Hayatın da kendisine özgü bir çekim yasası vardı. Bu çekim yasasının adı birlikte yaşama (eşleyişle simbiyoz yaşamaydı). Büyük olamıyorsan büyüklüğün etkisine karşı birleşerek büyük olma. Yardımlaşma. Zıddı olma gibi alan durumlardı. Bu süreçler belli bir birim zamanı daha küçük parçalı süre durumlar kılmanın umulmadık avantajıydı.
Yalıtımlı bir inşa içinde parçalı bölüklü olan hayat, dış fonundan ayrıldığı evrensel bütünlüğün eksiğini; bütüne doğru olan imge ve eğilimini, dıştan birlik yapan organizmaların bu tür simbiyoz yaşam biçimi ile sağlıyordu.
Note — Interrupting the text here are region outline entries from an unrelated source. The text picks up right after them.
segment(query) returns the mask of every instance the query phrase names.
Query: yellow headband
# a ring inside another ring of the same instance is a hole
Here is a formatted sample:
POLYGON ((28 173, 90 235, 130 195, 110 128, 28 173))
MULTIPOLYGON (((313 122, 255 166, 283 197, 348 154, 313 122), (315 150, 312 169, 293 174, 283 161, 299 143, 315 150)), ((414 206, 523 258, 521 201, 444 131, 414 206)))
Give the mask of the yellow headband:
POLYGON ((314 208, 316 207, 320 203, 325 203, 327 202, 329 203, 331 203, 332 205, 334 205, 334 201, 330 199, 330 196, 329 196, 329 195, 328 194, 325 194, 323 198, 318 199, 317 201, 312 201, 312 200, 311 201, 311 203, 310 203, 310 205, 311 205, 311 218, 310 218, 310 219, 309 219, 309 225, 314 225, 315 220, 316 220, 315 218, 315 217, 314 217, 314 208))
Dıştaki olup bitenin girdisi yapılırken hücre zarının tepki koyması, kendi seçme ayıklamasını yapması karşısında yapılan bu tür tekrar ve çevrim yapan süreçlerin tekrarlarını öğrenen baskı ve yansıması vardı. Yansıma karşılığı sitoplazma içinde birçok çelişkin durumlardı.
Bu çelişkin durumlar, derişimdi. Derişimle oluşan baskı basıncın çekme itmesiydi. Derişmelere dek her bir yolun yaptığı her bir iz de fazdı. Farklı zaman ve başlanış eylemli bu eğimi takip eden eşzamanla zekâ bu izlek oluşu tamamlıyordu. Bunların protein kalıplarını çıkarıyordu.